Wolfgang Clement (Wirtschaftsminister): „Da zählen Sie selbst mal nach."
(...)
Renate Künast (Grüne, MdB): „12 oder 15. Auf alle Fälle nicht die
Zahl, die wir jetzt an Mitgliedsstaaten sind und sein werden."

Wenigstens eine, die es fast gewusst hat. Es sind 12, das war schon
immer so und dabei wird es bleiben. Es dauert wahrscheinlich noch ein
bisschen, bis wir alle Europäer sind.

Abmoderation Anja Reschke:
Was sie da heute beschlossen haben, ist also nicht allen Abgeordneten
klar. Um so klarer war allerdings das Ergebnis: 569 stimmten für die
Verfassung, die sie wohl kaum gelesen haben. Das sind satte 95 %. In
Vielfalt geeint? So das Motto der EU. Heute muss es eher heißen: in
Unwissenheit geeint.

http://www.uni-kassel.de/fb5/frieden/themen/Europa/verf-ratifiz-komm.html


On 4/13/07, Guido Casper <nurleute at googlemail.com> wrote:
> Hallo Ingo,
>
> On 4/10/07, Ingo Groepler-Roeser <ingo.groepler.roeser at googlemail.com> wrote:
> > Wenn dann noch
> > die Berufspolitiker schwinden, wird es nicht lange dauern, bis die
> > "Hobby"politiker, die "Sprach"wissenschaftler und zuletzt die 'falschen'
> > BGE-Verfechter gehen müßten. Es bliebe ein Idee übrig und der Letzte macht
> > das Licht aus?
>
> Man kann politisch interessierte/aktive Menschen sicher in die
> Kategorien "Berufspolitiker" und "Hobbypolitiker" unterteilen. Was mir
> aber wesentlich wichtiger erscheint, ist die Mentalität der Personen.
> Welche Charaktereigenschaften muss ein Mensch besitzen, um es bis in
> die Spitze der deutschen Politik zu schaffen? Ich kann mir nicht
> helfen, aber es sind Charaktereingenschaften, die ich verabscheue und
> die unsere politische Kultur vergiften.
>
> Entschuldigt, ich möchte mich hier nicht damit begnügen,
> Politikerschelte zu betreiben. Aber wenn man erklären will, wie das
> BGE unsere Demokratei stärkt (m.E. DER zentrale Vorteil eines BGE),
> dann muss man auch erläutern, was mit unserer Demokratie nicht stimmt.

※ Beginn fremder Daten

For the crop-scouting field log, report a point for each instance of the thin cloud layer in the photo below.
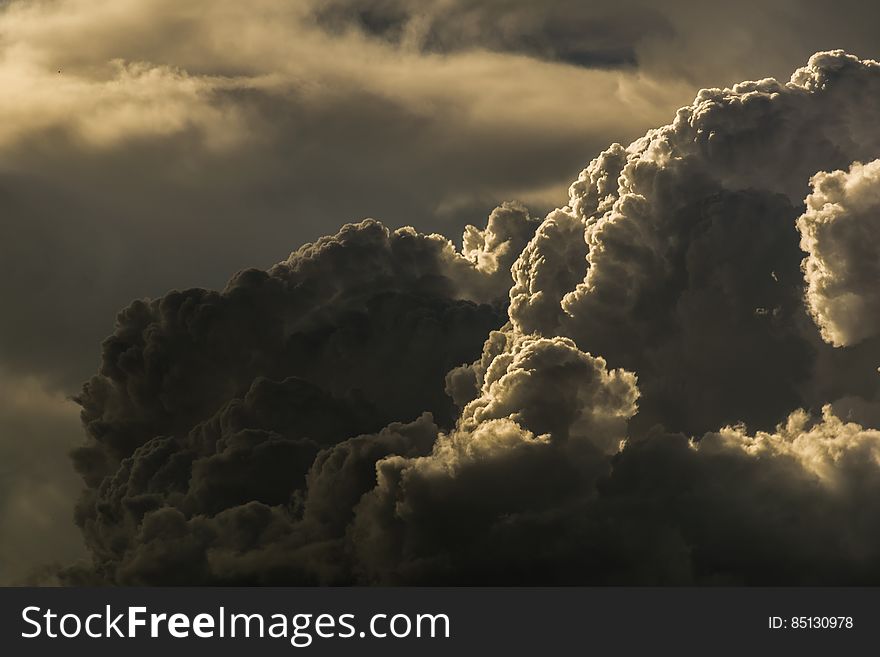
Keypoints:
(656, 405)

> Das Argument "das war immer so" kann ich nicht gelten lassen. Wir
> haben heute völlig andere Möglichkeiten, als vor 20 Jahren. Wir sind
> an einem Punkt, an dem evolutionäre Ansätze keine bedeutende
> Verbesserung mehr bringen. Diesen Punkt erreicht man früher oder
> später in nahezu jeder Organisation.
>
> > Um es ganz plastisch zu übertreiben: Ich halte Sprecher für
> > Sprecherpositionen ungeeignet, weil sie Sprecher sind?
>
> Und du glaubst tatsächlich, dass alle Bevölkerungsteile im Parlament
> angemessen vertreten werden? Wer soll dann bitte mein Sprecher sein?

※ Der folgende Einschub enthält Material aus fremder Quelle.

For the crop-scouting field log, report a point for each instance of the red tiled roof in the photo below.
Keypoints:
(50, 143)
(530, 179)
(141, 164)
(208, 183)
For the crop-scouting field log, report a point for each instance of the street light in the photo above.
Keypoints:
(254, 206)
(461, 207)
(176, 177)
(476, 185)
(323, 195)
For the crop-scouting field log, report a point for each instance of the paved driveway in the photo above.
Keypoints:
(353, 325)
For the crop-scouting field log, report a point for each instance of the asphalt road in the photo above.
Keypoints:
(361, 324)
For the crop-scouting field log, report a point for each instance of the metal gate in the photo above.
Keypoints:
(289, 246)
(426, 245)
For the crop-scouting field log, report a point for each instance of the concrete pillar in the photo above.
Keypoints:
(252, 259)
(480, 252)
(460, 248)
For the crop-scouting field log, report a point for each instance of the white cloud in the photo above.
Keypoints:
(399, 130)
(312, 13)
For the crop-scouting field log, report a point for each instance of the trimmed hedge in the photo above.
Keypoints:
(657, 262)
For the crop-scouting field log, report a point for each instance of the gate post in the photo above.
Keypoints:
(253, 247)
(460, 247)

> Politik besteht bei uns nicht aus Information (aus diesem vermurksten
> System lassen sich die echten Informationen auch gar nicht mehr
> extrahieren), sondern aus Meinungsmanipulation. Ich gehöre zu denen,
> die mehr direkte Demokratie einfordern (auch wenn ich
> Volksabstimmungen in den meisten Fällen für eher ungeeignet halte).
>
> Man kann sicher auch die repräsentativen Demokratie bevorzugen. Aber
> auch diese Idee wird bei uns mit Füßen getreten [1]. Es hat sich eine
> politische Kultur etabliert, in der geheime "Absprachen" in den
> obersten Gremien von Regierung und Parteien zur Normalität gehören.

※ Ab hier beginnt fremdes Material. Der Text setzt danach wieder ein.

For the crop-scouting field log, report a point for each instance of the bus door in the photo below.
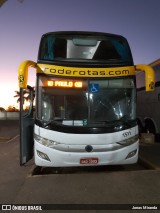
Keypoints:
(26, 124)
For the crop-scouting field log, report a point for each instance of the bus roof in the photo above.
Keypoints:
(87, 33)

> Genauso normal wird dann offen eine "Fraktionsdisziplin" eingefordert.
> Der "normale" Parlamentarier (mein hypothetischer Sprecher) hat nichts
> mehr zu sagen. Er soll nur noch fertige Konzepte mit hunderten von
> Seiten absegnen. Tut er das nicht (weil er vielleicht einer der
> wenigen ist, die diese Gesetzesvorlagen überhaupt noch komplett lesen
> und verstehen wollen), ist er ein Querulant. Gesetze werden nicht im
> Parlament gemacht, sondern in Ausschüssen. Die öffentliche Teilhabe
> geht verloren.
>
> Dieses Verhalten schlägt sogar schon auf das Demokratieverständnis der
> Bevölkerung durch. Kontroverse, offen geführte Diskussionen werden für
> etwas Negatives gehalten (z.T. auch deshalb, weil bei diesen
> Diskussionen allzuoft das Machtgeplänkel im Vordergrund steht). Die
> Massenmedien tun ihren Teil dazu bei. Immer wieder ertönt der Ruf nach
> der einen starken Hand, die auf den Tisch haut, sich durchsetzt und
> für Disziplin und eine klare Linie sorgt. Dabei ist genau das der Weg
> zum Ausschluss neuer Perspektiven und zur Verdummung.
>
> 1991 erschien ein Buch von Hildegard Hamm-Brücher: "Der freie
> Volksvertreter - eine Legende?". Manch einer wird sich vielleicht noch
> erinnern: Hildegard Hamm-Brücher war 1994 Kandidatin für das Amt des
> Bundespräsidenten.
>
> Eine wirklich offen geführte Diskussion müsste zwangsläufig aufdecken,
> wie kompliziert, ineffizient und unbeherrschbar unsere Steuer-,
> Rechts- und Sozialsysteme geworden sind. Der normale Bürger kann sie
> nicht mehr verstehen. Niemand versteht sie. Schlimmer noch, der Bürger
> muss sich mit Politikern rumschlagen, die behaupten, sie würden sie
> verstehen. Bei Bedarf stellen sie sich dann aber auch gerne als kleine
> Rädchen im großen Räderwerk der äußeren Zwänge (Verfassung, EU, etc.)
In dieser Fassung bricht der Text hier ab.